The 20 or so students dressed in lab coats and sitting behind microscopes at Forsyth Technical Community College yesterday experienced a different side of President Obama than did the 350 people who heard him deliver a nuts-and-bolts political speech on the west campus.
In two of the school’s biotech labs, Obama shook hands with each of the students, often placing a hand on one of their shoulders. He asked them what they were studying and how they wound up in community college.
In Alan Beard’s classroom, Obama chatted with Anitra Monroe-Caldwell, who was laid off from her job in the textile industry. Obama peered into her microscope and blurted: “It’s alive!” then quickly added, “That’s a joke, guys.”
He remained lighthearted throughout his 30-minute visit to the main campus, where he was accompanied by Gary Green, the school’s president, and Gov. Bev Perdue.

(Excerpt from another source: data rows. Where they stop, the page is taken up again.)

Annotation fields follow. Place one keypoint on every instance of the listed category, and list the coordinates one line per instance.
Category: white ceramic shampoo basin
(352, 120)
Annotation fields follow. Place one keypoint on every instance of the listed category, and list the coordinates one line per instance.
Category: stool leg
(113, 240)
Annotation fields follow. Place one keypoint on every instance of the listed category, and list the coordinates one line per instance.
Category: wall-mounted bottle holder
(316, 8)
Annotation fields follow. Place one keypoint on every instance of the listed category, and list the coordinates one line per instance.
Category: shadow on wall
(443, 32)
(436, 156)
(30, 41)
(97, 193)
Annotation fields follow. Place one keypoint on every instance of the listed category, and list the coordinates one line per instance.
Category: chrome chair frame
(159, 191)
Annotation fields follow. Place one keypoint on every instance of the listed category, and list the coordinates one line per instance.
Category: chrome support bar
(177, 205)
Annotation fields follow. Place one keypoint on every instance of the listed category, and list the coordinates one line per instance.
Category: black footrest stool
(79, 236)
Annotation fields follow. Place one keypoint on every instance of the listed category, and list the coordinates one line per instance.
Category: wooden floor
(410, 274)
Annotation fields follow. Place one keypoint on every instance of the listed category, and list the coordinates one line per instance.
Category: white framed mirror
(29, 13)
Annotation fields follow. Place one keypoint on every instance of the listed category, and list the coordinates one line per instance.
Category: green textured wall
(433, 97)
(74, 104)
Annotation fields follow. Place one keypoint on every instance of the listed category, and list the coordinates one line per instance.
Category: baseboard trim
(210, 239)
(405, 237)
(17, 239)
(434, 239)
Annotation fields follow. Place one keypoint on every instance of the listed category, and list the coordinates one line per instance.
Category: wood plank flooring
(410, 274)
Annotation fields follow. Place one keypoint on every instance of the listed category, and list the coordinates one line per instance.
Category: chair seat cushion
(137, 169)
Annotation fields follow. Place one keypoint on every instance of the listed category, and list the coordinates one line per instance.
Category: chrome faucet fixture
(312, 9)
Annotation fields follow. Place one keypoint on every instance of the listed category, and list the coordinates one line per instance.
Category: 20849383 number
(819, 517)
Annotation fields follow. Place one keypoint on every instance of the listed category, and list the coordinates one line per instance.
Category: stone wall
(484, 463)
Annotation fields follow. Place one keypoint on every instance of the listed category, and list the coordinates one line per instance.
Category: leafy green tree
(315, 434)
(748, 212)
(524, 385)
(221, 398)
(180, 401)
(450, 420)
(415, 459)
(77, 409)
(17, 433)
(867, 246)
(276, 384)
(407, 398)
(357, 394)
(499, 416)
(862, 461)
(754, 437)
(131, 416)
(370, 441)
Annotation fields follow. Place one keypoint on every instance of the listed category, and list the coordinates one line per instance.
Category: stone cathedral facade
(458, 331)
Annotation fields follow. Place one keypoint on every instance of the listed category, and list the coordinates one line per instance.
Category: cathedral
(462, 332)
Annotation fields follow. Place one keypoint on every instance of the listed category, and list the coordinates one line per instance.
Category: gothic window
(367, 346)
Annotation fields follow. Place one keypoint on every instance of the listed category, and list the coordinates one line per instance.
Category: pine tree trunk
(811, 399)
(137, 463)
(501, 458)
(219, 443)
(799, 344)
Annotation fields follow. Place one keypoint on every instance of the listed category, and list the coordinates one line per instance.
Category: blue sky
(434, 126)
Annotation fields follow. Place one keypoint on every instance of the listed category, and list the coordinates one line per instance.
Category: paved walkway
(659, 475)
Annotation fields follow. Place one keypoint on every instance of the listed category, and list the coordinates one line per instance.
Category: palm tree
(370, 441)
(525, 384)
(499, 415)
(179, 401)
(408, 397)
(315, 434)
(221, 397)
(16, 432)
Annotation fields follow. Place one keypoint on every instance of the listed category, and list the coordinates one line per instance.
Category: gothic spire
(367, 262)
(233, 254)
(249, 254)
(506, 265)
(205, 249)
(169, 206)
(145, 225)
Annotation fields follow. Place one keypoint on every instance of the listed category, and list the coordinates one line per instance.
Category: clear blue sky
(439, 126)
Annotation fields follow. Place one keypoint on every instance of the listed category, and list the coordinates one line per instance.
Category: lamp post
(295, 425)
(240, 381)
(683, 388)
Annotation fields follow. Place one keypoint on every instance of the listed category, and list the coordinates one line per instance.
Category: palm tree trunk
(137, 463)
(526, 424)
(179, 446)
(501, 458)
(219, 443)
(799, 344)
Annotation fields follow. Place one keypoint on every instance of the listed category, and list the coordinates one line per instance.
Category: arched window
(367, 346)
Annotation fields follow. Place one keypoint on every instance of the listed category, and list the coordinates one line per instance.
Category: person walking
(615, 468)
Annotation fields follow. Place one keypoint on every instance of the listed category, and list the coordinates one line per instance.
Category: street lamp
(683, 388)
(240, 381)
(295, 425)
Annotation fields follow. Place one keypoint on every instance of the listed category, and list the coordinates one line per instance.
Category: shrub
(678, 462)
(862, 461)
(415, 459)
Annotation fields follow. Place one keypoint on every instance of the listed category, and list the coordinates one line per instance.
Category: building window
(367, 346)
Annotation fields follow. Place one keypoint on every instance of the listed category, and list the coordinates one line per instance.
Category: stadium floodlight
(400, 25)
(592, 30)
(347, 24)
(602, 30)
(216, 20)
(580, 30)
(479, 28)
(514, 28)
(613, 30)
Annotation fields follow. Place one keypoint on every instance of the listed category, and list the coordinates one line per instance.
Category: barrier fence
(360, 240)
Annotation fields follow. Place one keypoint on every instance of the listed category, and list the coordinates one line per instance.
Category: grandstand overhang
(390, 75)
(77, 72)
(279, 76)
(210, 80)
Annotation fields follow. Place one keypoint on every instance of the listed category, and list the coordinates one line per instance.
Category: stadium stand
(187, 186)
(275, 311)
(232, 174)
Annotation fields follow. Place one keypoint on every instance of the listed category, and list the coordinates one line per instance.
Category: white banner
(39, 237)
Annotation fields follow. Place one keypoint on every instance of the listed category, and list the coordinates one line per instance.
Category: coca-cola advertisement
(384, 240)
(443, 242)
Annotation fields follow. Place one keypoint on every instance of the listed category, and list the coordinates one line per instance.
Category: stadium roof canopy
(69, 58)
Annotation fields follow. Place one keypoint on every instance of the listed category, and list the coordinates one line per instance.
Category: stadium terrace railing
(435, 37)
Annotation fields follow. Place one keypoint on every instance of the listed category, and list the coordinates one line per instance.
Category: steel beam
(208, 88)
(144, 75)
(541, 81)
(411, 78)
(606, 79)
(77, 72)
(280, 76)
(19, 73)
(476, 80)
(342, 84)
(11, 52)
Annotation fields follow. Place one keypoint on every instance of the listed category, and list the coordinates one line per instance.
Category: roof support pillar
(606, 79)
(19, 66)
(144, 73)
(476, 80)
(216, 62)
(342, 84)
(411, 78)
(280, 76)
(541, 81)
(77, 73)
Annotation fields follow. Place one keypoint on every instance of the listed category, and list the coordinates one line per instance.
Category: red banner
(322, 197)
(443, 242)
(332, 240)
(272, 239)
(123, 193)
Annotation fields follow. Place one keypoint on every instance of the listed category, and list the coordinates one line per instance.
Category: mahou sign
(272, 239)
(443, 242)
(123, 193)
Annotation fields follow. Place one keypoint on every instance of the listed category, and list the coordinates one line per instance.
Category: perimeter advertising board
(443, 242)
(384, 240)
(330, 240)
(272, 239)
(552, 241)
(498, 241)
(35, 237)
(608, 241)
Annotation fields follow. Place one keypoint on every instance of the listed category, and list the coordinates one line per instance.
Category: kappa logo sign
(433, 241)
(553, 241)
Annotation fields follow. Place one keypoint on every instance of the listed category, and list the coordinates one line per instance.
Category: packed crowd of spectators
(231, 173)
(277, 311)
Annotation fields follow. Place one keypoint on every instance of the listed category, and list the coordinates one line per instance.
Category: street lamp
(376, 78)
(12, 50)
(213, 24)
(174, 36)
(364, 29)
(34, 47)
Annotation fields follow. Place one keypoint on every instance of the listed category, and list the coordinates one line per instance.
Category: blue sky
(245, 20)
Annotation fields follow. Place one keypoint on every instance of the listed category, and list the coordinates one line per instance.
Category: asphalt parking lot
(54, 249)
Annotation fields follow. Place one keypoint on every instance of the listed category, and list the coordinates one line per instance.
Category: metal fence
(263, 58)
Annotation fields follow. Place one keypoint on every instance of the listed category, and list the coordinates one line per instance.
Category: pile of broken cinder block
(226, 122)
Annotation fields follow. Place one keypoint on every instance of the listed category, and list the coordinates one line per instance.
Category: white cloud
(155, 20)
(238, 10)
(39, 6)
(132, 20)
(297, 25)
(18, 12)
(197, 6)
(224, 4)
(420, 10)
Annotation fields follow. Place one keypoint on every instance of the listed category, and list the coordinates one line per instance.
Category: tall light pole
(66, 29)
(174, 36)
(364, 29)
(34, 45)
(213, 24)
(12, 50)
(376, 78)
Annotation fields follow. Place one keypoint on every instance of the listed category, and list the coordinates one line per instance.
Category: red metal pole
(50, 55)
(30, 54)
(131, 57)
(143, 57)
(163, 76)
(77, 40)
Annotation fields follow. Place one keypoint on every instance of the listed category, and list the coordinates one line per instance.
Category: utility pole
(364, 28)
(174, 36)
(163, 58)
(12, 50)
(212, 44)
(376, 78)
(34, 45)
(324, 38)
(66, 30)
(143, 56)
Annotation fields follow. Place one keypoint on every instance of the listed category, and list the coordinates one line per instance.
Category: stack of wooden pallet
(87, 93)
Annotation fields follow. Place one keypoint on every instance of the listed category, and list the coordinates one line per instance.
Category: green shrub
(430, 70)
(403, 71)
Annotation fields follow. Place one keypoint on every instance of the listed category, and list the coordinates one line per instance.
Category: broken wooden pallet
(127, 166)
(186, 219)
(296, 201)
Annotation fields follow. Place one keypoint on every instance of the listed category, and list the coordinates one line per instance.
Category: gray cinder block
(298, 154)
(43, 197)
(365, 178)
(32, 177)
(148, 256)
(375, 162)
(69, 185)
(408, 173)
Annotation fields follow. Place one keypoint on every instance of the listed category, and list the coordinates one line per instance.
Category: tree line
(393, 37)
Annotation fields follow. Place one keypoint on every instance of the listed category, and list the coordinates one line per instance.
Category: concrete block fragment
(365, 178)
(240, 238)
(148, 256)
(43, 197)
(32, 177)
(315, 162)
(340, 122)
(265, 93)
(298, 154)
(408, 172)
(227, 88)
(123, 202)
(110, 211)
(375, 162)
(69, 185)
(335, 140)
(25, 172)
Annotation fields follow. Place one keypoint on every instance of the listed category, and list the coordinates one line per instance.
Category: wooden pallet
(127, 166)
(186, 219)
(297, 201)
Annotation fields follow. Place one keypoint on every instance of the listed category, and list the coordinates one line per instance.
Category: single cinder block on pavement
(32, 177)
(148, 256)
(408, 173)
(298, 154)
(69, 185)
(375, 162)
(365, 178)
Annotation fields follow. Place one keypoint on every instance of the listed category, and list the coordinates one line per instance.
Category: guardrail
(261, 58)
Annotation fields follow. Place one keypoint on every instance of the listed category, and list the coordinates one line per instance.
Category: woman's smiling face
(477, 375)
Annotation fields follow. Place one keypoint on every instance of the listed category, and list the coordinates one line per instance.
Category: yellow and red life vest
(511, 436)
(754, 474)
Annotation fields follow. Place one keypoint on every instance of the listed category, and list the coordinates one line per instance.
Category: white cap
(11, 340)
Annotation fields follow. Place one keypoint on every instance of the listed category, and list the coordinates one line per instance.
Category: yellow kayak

He listened intently, often putting his hand on his chin, as students explained what they were studying, which ranged from the culture of cells to recombinant DNA.
“I’m very inspired by what you are doing,” he told students in Lucien Houenou’s lab. “This is cutting-edge stuff.”
David Purser, 39, has a master’s degree in electrical engineering from UNC Charlotte. He is studying recombinant DNA because he wants to pursue a job in the biotech field.
Purser said seeing Obama was “surreal.”
“You don’t see the president up-close and personal every day,” said Purser, who will graduate from Forsyth Tech this month. “I had no idea what to expect, whether he’d show up for the camera crew and talk to us from a distance or whether it would be like this. Everything was a surprise, including the fact that he spent so much time talking with us.”
Kathy Proctor told Obama that she had worked in the furniture industry for 30 years but knew that those jobs were disappearing.
“I seized the opportunity to come back to school and retrain,” Proctor said.
Obama seemed to particularly like that story. In his speech on the west campus, Obama referred to his visit with the students at Forsyth Tech and mentioned how some of them had looked into the future and realized that they needed to improve their skills to better suit the changing global economy.
These days, people can expect to work in a number of fields rather than spend an entire career in tobacco or textiles, he told the students in Houenou’s lab.
“This is where you’re going to get your competitive edge,” Obama told them. “You’ll have high skills, high value and hopefully, high wages.”